Today’s Boston Globe reports that venture capitalists are starting to invest in gene therapy companies again. The first companies were founded in the mid to late 1980s and failed about 5 years ago. The death of teenager Jesse Gelsinger in a U Penn clinical trial in 1999 started to bring the first era of gene therapy to an end.
The new companies, Applied Genetic Technologies (AGTC), Ceregene, Celladon, Genetix, and Introgen Therapeutics hope to learn from the mistakes of their predecessors. They are improving delivery technologies and being less ambitious on the diseases they target, focusing, for example on diseases that are caused by a single gene. (The Globe article cites my former LEK Consulting colleague Chris Ehrlich of InterWest Partners, which funded AGTC.)

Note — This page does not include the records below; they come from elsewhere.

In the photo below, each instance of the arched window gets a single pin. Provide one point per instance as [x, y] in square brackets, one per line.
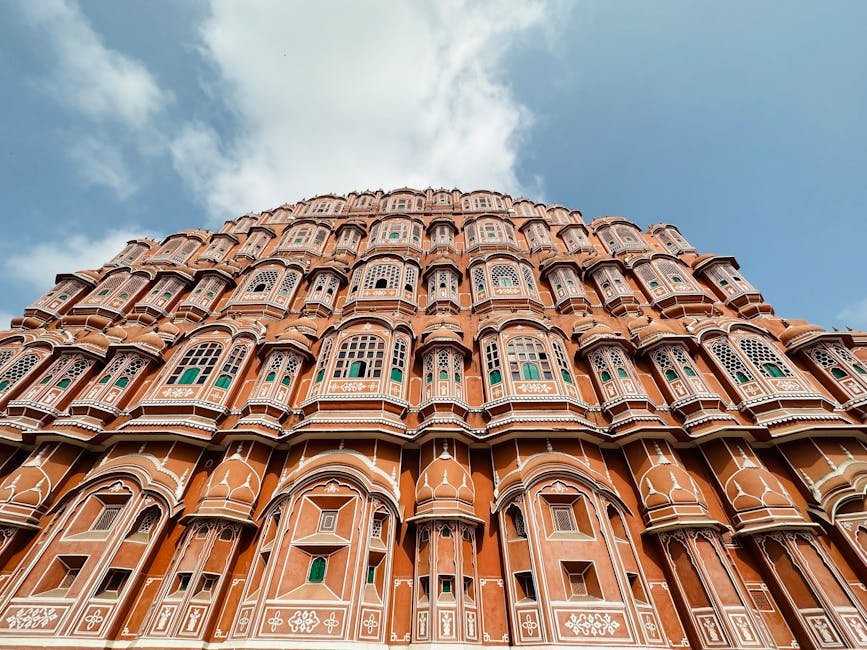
[322, 362]
[841, 364]
[504, 275]
[360, 356]
[197, 364]
[492, 362]
[398, 360]
[528, 359]
[562, 361]
[382, 276]
[263, 281]
[19, 368]
[518, 521]
[123, 369]
[317, 570]
[764, 359]
[731, 362]
[231, 367]
[614, 372]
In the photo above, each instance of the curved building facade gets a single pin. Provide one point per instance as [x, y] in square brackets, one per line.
[423, 418]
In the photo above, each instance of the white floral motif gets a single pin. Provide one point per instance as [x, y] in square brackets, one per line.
[593, 624]
[275, 621]
[94, 618]
[370, 623]
[29, 618]
[331, 622]
[534, 388]
[303, 621]
[355, 386]
[177, 392]
[530, 625]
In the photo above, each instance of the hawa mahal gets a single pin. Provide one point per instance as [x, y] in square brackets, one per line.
[428, 418]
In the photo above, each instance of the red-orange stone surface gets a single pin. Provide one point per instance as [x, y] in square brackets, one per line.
[428, 418]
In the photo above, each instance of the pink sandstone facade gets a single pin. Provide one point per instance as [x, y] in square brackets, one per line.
[425, 418]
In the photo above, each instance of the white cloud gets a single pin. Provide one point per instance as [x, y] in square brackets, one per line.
[334, 97]
[37, 266]
[98, 82]
[99, 162]
[854, 315]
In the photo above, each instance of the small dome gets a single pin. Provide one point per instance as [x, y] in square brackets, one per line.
[118, 333]
[95, 339]
[233, 480]
[292, 335]
[794, 332]
[306, 325]
[168, 329]
[599, 330]
[668, 484]
[150, 340]
[28, 485]
[445, 486]
[753, 487]
[701, 259]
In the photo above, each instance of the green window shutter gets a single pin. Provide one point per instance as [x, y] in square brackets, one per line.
[317, 570]
[189, 376]
[773, 370]
[530, 371]
[357, 369]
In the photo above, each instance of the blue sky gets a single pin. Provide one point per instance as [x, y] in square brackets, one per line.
[742, 123]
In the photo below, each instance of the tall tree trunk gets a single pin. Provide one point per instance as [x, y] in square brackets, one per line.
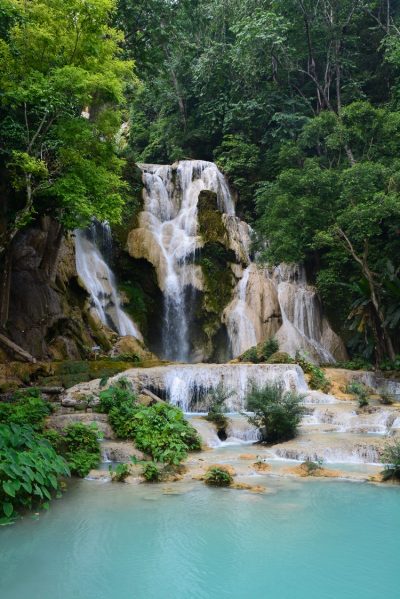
[383, 339]
[5, 287]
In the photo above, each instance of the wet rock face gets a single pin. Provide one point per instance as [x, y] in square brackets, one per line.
[47, 305]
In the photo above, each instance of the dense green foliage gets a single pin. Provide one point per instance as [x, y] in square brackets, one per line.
[277, 413]
[296, 101]
[159, 430]
[218, 477]
[33, 458]
[26, 408]
[120, 474]
[30, 470]
[58, 59]
[151, 472]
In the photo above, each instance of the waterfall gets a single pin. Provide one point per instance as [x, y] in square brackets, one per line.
[265, 302]
[170, 222]
[278, 302]
[188, 385]
[98, 279]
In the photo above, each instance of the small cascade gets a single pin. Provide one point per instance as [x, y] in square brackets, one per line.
[239, 323]
[99, 280]
[189, 385]
[240, 431]
[302, 319]
[279, 302]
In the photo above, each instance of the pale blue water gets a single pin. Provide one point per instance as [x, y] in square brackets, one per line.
[304, 540]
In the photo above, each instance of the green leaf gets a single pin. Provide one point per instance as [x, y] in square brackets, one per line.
[9, 488]
[8, 509]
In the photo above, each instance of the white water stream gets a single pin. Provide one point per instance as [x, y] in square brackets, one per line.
[99, 281]
[169, 221]
[264, 302]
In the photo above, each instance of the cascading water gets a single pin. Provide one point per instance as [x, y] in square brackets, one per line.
[99, 280]
[169, 220]
[264, 302]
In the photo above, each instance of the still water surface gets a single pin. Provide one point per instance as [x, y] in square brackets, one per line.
[302, 540]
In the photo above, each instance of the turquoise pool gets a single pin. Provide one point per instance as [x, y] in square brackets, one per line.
[302, 540]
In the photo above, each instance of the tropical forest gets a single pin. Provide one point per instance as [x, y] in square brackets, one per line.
[199, 299]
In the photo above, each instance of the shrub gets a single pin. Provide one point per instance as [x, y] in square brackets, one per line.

Gene therapy is not the only example of a biotechnology to begin with great hype, disappoint investors and patients, and eventually return to prominence in a new and improved way. A close analogy is monoclonal antibodies.
The first monoclonal antibody was produced in 1975. In the late 1970s and early 80s many articles in the popular press referred to monoclonals as “magic bullets.” The first monoclonal antibody was approved by the FDA in 1986, but then nothing else was approved for eight years. Many clinical trials for cancer failed from 1983 to 1993, and it was only in the late 1990s, after the technology advanced from mouse based to humanized antibodies that antibody based drugs began to fulfill some of their promise. Only now are monoclonal antibodies becoming a significant commercial success.
I hope that gene therapy will work in this investment cycle. If monoclonals are a guide, however, it may take a third round. In 1989, the Wall Street Journal ran an article about how the problems of the original monoclonals had been solved, and proclaimed that, “The long awaited era of magic bullets may now be imminent.” But they were about 10 years too early.